Jan Tuerlinckx
‘Een depressieve werknemer is slecht nieuws voor de fiscus’
Volgens Jan Tuerlinckx, advocaat-vennoot bij Tuerlinckx Fiscale Advocaten. kan de fiscus niet blind blijven voor de gezondheid van de belastingbetaler. “Een depressieve werknemer ziet zijn belastbare inkomsten afnemen”, klinkt het.
Er bestaat geen strikt onderscheid meer tussen werken en niet werken. Door de globalisering en de democratisering van de communicatietechnologie zijn we z’n allen altijd minstens een beetje aan het werk. Die fusion van leven en werken brengt nieuwe uitdagingen mee. De stress neemt gestaag toe, en depressies, inactiviteit en overgewicht zijn de nieuwe valkuilen.
Werknemers moeten meer en meer voorzorgen nemen om zich daartegen te wapenen. Door een beroep te doen op een psycholoog of een bewegingscoach bijvoorbeeld, of door naar een fitnessclub te gaan. Die kosten zijn fiscaal niet aftrekbaar. Kosten komen in aanmerking voor een belastingaftrek als ze worden gemaakt om beroepsinkomsten te verkrijgen of te behouden.

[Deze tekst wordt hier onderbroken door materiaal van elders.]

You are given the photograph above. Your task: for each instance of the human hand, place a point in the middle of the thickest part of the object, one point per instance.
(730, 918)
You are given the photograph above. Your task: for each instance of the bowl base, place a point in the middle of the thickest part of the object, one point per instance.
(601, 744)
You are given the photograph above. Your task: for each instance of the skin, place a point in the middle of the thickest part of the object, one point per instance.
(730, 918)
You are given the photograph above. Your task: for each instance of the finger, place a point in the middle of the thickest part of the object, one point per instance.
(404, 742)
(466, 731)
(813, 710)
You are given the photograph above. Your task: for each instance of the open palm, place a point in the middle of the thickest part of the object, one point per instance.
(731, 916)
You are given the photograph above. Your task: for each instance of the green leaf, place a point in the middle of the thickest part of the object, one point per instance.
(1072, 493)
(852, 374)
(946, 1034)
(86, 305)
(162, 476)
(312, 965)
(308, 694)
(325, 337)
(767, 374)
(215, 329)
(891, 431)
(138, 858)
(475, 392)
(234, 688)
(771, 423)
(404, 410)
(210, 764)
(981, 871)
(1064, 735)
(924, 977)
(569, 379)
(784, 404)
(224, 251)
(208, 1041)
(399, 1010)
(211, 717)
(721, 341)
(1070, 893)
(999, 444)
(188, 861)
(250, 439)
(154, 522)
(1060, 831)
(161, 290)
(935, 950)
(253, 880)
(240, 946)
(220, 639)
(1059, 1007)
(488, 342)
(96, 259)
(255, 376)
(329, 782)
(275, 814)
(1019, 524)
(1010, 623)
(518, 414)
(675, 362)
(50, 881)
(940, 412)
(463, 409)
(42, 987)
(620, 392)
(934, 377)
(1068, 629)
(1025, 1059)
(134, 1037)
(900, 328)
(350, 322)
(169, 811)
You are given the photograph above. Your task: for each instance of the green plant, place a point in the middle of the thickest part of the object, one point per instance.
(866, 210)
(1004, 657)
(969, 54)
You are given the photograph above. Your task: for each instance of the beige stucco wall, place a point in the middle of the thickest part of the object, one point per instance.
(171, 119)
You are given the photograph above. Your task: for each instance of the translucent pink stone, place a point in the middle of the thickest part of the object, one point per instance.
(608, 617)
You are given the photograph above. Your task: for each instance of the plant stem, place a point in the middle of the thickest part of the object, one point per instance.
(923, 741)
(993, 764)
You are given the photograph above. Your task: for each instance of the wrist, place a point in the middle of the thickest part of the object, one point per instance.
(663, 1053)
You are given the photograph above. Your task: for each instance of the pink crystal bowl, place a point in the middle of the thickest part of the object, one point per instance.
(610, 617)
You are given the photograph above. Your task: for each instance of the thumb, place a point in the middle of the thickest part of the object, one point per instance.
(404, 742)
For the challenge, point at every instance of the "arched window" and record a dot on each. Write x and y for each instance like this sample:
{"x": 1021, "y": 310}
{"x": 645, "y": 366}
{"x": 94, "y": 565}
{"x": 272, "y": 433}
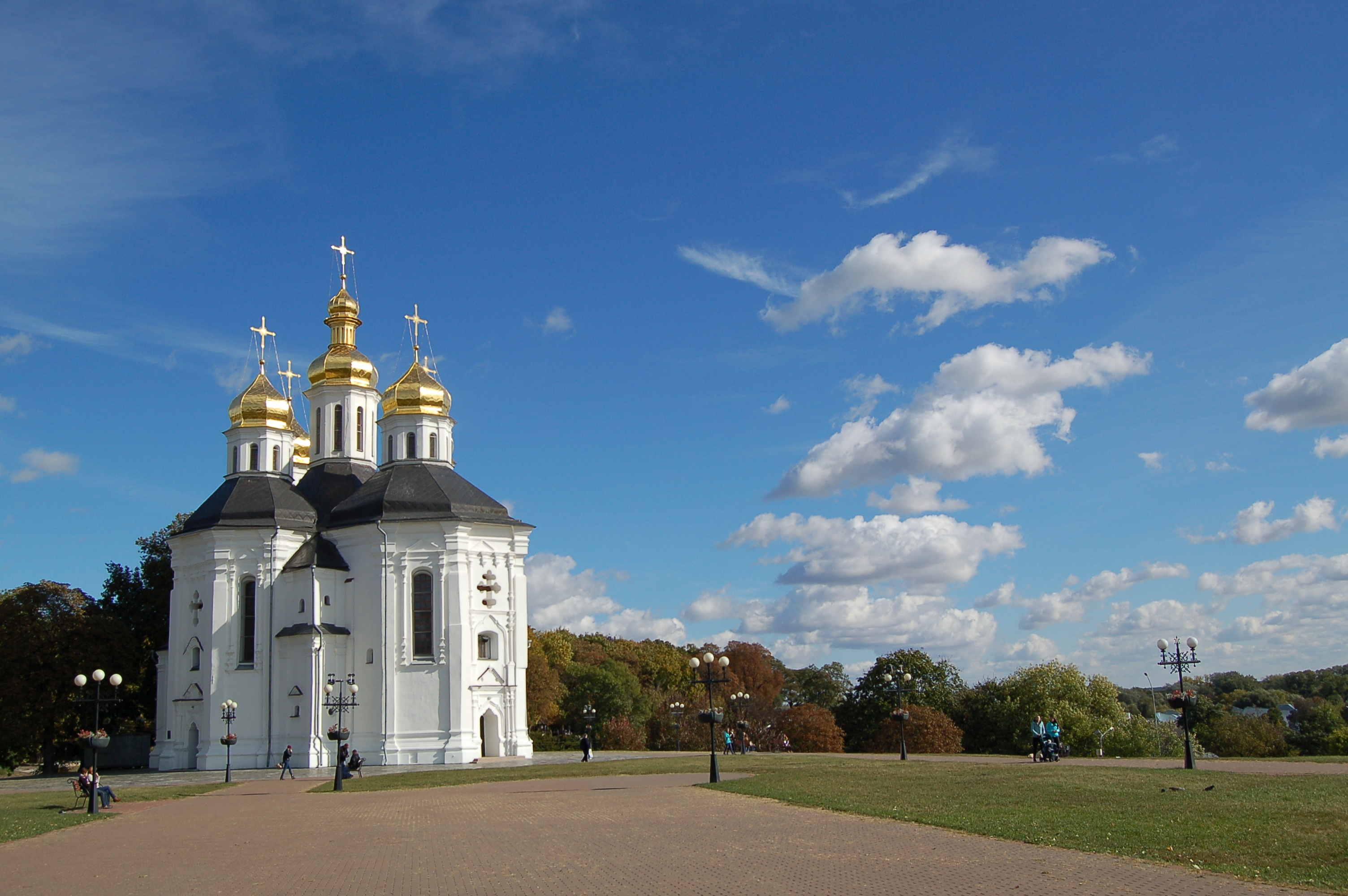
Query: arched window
{"x": 248, "y": 625}
{"x": 423, "y": 616}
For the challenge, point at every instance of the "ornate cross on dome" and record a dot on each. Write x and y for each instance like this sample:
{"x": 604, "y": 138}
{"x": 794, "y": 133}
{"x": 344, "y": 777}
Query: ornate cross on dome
{"x": 290, "y": 375}
{"x": 343, "y": 251}
{"x": 417, "y": 321}
{"x": 262, "y": 349}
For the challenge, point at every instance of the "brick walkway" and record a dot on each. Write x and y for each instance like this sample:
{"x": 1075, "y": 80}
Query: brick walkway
{"x": 623, "y": 835}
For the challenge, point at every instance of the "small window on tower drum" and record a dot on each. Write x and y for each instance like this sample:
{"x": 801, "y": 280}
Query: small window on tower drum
{"x": 423, "y": 616}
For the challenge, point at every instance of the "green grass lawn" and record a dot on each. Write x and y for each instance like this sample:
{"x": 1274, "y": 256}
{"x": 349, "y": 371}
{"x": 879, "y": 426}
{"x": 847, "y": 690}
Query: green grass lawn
{"x": 1289, "y": 829}
{"x": 31, "y": 814}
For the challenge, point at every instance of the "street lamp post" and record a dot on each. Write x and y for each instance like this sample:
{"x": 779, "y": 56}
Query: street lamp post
{"x": 739, "y": 700}
{"x": 712, "y": 717}
{"x": 98, "y": 740}
{"x": 902, "y": 715}
{"x": 340, "y": 704}
{"x": 1181, "y": 700}
{"x": 227, "y": 715}
{"x": 677, "y": 712}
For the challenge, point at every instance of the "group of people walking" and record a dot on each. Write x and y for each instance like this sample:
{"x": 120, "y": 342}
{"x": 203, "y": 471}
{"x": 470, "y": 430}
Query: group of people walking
{"x": 1048, "y": 740}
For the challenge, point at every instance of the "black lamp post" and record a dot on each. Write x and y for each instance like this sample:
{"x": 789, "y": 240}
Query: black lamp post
{"x": 227, "y": 715}
{"x": 339, "y": 704}
{"x": 739, "y": 700}
{"x": 1181, "y": 700}
{"x": 98, "y": 740}
{"x": 677, "y": 712}
{"x": 902, "y": 715}
{"x": 712, "y": 717}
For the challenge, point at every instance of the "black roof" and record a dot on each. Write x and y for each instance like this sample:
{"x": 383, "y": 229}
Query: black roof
{"x": 419, "y": 492}
{"x": 317, "y": 551}
{"x": 331, "y": 483}
{"x": 254, "y": 502}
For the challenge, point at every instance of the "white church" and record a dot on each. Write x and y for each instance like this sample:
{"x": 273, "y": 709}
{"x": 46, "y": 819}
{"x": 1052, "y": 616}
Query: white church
{"x": 356, "y": 553}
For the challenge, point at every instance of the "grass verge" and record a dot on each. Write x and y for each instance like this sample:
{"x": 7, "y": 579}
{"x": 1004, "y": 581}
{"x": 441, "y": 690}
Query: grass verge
{"x": 31, "y": 814}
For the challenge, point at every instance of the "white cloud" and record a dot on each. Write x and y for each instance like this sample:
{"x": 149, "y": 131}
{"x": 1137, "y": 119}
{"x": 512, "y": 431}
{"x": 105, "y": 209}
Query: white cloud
{"x": 954, "y": 154}
{"x": 17, "y": 345}
{"x": 931, "y": 550}
{"x": 981, "y": 415}
{"x": 557, "y": 321}
{"x": 1315, "y": 394}
{"x": 1254, "y": 527}
{"x": 959, "y": 277}
{"x": 561, "y": 599}
{"x": 916, "y": 496}
{"x": 39, "y": 463}
{"x": 738, "y": 266}
{"x": 866, "y": 392}
{"x": 1069, "y": 604}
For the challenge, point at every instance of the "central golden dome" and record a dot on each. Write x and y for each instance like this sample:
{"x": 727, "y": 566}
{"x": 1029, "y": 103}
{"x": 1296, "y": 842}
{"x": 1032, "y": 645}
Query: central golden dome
{"x": 417, "y": 392}
{"x": 262, "y": 405}
{"x": 341, "y": 364}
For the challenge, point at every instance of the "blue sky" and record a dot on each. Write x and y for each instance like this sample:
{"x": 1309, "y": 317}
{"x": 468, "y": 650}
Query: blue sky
{"x": 840, "y": 327}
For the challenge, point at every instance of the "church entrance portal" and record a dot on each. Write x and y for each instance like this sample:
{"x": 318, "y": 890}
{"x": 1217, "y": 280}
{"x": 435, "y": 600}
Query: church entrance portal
{"x": 490, "y": 729}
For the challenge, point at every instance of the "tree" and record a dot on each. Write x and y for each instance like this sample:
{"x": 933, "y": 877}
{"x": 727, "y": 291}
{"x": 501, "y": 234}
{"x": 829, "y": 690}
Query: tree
{"x": 935, "y": 684}
{"x": 928, "y": 731}
{"x": 823, "y": 686}
{"x": 50, "y": 633}
{"x": 139, "y": 599}
{"x": 811, "y": 728}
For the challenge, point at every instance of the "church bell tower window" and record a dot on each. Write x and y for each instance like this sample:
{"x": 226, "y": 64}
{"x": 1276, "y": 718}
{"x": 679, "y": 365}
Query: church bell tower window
{"x": 248, "y": 625}
{"x": 423, "y": 616}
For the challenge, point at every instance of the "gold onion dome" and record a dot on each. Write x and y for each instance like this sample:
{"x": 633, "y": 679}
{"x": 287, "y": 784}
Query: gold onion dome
{"x": 262, "y": 405}
{"x": 341, "y": 364}
{"x": 417, "y": 392}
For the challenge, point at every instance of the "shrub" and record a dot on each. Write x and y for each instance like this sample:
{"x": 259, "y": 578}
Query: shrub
{"x": 812, "y": 729}
{"x": 929, "y": 731}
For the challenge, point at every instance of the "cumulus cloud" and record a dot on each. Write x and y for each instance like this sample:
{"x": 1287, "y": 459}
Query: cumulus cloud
{"x": 1254, "y": 527}
{"x": 557, "y": 321}
{"x": 954, "y": 154}
{"x": 1315, "y": 394}
{"x": 560, "y": 597}
{"x": 931, "y": 550}
{"x": 39, "y": 463}
{"x": 1069, "y": 604}
{"x": 916, "y": 496}
{"x": 954, "y": 278}
{"x": 981, "y": 415}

De uitgaven die we allemaal hebben om te leven, waaronder die voor persoonlijke verzorging, komen niet in aanmerking. De kosten voor een psycholoog, een bewegingscoach of een fitnessclub vallen daaronder. Ze zijn dus niet-beroepsmatig.
Waarom kun je de fiscaliteit dan niet gebruiken om mensen aan te moedigen zich een gezonde levensstijl aan te meten
Maar wie de actualiteit volgt, krijgt mogelijk een ander beeld. Het regent wettelijke initiatieven om werkgevers te verplichten aan preventie te doen – van depressiepreventie, opleidingen in timemanagement tot het engageren van een bewegingscoach. Als de wetgever zo’n begeleiding oplegt, erkent hij dat die noodzakelijk, of toch minstens nuttig is. Je mag niet aannemen dat de wetgever de werkgevers met nodeloze kosten wil opzadelen. Die wetgevende initiatieven hebben tot doel werknemers aan het werk te houden en dus inkomsten te verkrijgen. Wat collectief geldt, geldt ook op individueel niveau. Een depressieve werknemer ziet zijn belastbare inkomsten afnemen. Kosten om dat te voorkomen zijn dus kosten om inkomsten te behouden.
Het laat zich aanzien dat de fiscus het niet eens is met die visie. Maar niet alleen geeft de wetgever zelf aan dat die kosten noodzakelijk of minstens nuttig zijn, ook budgettair is het standpunt van de fiscus niet verantwoord. Een hogere kostenaftrek leidt ertoe dat er minder belastingen binnenkomen. Maar dat is maar een deel van de realiteit. Er is ook nog de sociale zekerheid: mensen die aan een depressie lijden, kosten handenvol geld aan de gemeenschap. Het terugverdieneffect moet je daar vinden.
Per slot van rekening heeft de fiscaliteit niet alleen tot doel de staatskas te vullen, ze is ook een middel om gedrag te sturen. Zo dwingt ze ons ertoe onze ecologische voetafdruk te verkleinen. Waarom kun je de fiscaliteit dan niet gebruiken om mensen aan te moedigen zich een gezonde levensstijl aan te meten, in tijden waarin veel mensen op zoek zijn naar een nieuw evenwicht?